Gewoon van die tussendoorblogjes. Die mis ik een beetje. Ja. Van die hé-hoi-dit-is-mijn-leven-nu-verhaaltjes. Of gewoon even 300 woorden met wat gedachten. Misschien heb ik een pietsiebeetje last van prestatiedruk, hier op Suushi. Want ja, als je met schrijven je geld verdient, wil je wel laten zien dat je wat kunt.
Terwijl Des het zo raak zei in haar (superlieve!) comment onlangs: je bent er al, Suus. Je bent er allang.
Misschien moet ik dat weer een beetje leren.
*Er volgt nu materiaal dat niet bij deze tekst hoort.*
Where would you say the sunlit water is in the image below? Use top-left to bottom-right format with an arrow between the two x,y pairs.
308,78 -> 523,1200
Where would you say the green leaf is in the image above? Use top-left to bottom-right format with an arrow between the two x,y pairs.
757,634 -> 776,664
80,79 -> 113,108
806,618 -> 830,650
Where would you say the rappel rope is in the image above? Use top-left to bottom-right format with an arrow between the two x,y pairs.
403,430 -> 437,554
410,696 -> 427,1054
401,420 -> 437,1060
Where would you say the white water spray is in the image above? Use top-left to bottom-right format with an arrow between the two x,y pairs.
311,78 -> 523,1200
Leven alsof ik er al ben, in plaats van alsof ik nog heel hard moet werken voor ik uberhaupt ergens kom. Dat laatste is namelijk helemaal niet waar, als ik naar feiten kijk, maar ja, m’n innerlijke criticus is nogal sterk de laatste tijd.
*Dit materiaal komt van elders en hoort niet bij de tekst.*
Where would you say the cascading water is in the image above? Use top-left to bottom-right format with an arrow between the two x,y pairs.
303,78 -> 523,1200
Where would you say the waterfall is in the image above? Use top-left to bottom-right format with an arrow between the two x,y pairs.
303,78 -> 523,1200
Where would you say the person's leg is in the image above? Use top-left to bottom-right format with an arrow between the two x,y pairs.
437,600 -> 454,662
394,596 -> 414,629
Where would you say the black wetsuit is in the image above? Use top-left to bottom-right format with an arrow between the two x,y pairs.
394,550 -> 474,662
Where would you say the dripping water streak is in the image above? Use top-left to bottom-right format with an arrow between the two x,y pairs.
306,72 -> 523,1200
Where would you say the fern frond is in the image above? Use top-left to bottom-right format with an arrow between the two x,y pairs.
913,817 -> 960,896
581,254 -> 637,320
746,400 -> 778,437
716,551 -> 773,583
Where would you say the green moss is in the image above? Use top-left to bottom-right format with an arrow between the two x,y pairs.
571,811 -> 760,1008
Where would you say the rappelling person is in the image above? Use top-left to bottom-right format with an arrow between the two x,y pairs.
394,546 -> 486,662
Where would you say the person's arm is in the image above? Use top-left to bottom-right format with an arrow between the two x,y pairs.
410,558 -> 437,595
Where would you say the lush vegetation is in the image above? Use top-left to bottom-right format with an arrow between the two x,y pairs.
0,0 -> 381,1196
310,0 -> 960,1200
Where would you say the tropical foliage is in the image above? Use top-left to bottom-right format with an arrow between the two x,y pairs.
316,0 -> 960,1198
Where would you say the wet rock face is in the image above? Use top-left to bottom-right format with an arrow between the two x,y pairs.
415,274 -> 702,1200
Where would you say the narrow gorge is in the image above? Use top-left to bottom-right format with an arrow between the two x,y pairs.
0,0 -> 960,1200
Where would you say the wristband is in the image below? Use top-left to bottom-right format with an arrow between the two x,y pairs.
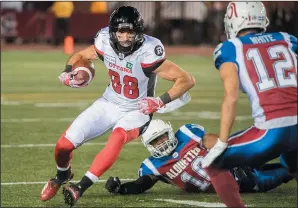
63,64 -> 72,73
213,138 -> 228,149
159,92 -> 172,105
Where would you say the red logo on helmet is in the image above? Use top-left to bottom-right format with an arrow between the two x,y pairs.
227,3 -> 238,19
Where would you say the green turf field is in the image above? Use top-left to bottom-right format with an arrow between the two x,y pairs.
1,52 -> 297,207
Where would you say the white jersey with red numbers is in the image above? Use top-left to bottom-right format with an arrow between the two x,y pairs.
214,32 -> 297,129
94,27 -> 165,110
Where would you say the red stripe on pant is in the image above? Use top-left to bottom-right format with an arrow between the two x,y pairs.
206,166 -> 245,208
55,131 -> 75,168
89,128 -> 139,177
228,127 -> 267,146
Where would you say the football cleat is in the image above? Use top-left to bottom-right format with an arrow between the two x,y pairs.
40,173 -> 74,201
62,183 -> 81,207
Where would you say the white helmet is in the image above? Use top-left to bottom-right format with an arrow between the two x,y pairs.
224,2 -> 269,39
141,119 -> 178,158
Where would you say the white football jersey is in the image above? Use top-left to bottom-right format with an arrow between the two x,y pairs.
94,27 -> 165,110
Anyways. Vandaag gebeurden er twee dingen die me weer even de werkelijkheid in trokken. Ten eerste: ik kreeg bericht van een oud-collega bij de krant. Er was post voor me gekomen op de redactie, zei ze. Een brief van het CITO, om me te laten weten dat een artikel van mij is gebruikt in de groep 8-eindtoets van vorige maand. Hoe gaaf! Hebben dus al die basisschoolkinderen zich over mijn tekst gebogen en er opdrachten mee gemaakt. Die opdrachten zaten ook bij de brief en er stonden zinnen in als “waarom zegt de schrijver hier het woord ‘zelfs’?”en ja, toen dacht ik: die schrijver, dat was ik. Dat ben ik.
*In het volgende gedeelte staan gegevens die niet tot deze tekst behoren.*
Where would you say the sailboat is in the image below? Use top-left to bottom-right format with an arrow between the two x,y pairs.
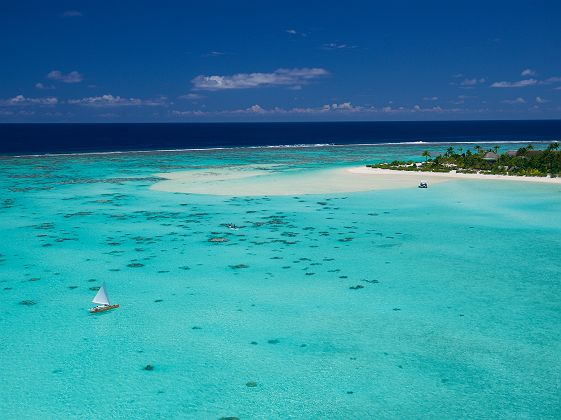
90,283 -> 119,313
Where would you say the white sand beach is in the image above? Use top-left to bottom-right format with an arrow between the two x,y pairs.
348,166 -> 561,184
151,165 -> 561,196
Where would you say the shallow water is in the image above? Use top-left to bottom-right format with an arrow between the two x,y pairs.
0,145 -> 561,418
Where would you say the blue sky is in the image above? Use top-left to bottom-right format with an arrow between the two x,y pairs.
0,0 -> 561,122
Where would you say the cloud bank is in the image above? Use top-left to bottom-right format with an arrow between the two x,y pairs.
191,68 -> 329,91
47,70 -> 84,83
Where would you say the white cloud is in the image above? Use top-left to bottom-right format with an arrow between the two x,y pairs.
460,77 -> 485,86
191,68 -> 329,90
503,96 -> 526,105
540,77 -> 561,85
0,95 -> 59,106
47,70 -> 84,83
520,69 -> 536,76
322,42 -> 358,50
179,93 -> 204,101
170,102 -> 461,117
491,79 -> 538,88
61,10 -> 82,17
35,82 -> 55,90
68,94 -> 166,108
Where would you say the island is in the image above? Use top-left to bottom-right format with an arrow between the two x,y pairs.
366,142 -> 561,178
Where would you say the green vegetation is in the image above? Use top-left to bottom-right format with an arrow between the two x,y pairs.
367,142 -> 561,178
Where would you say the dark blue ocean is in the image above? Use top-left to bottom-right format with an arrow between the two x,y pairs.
0,120 -> 561,155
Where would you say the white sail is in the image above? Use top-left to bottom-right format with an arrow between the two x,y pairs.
92,283 -> 110,305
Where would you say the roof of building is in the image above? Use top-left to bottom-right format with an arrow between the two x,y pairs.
483,152 -> 499,160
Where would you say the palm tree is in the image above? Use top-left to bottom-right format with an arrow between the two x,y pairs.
547,141 -> 559,151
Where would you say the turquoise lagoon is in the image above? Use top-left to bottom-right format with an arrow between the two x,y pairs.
0,145 -> 561,419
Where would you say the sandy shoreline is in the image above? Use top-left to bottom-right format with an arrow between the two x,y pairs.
348,166 -> 561,184
150,165 -> 561,196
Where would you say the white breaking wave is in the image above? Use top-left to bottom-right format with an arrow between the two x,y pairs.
5,140 -> 559,158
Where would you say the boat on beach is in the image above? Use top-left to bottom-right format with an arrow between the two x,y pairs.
90,283 -> 119,314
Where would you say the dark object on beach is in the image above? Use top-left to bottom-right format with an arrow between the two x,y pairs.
230,264 -> 249,270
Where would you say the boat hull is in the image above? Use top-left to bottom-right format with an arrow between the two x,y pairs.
90,304 -> 119,314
Ten tweede: op LinkedIn kreeg ik een berichtje van de hoofdredacteur van een landelijke krant, die me een aanbod deed voor een baan. Supervette baan, zelfs. Ja, als ik het niet al zo geweldig naar mijn zin had bij Einder, had ik het wel geweten. Dat heb ik hem dus ook verteld. Prachtige kans, maar ik ben al waar ik op dit moment wezen moet.
Ik ben er al.
Ik hoef niets te doen om.
Ja.
Als ik dat nu eens zelf echt leer geloven.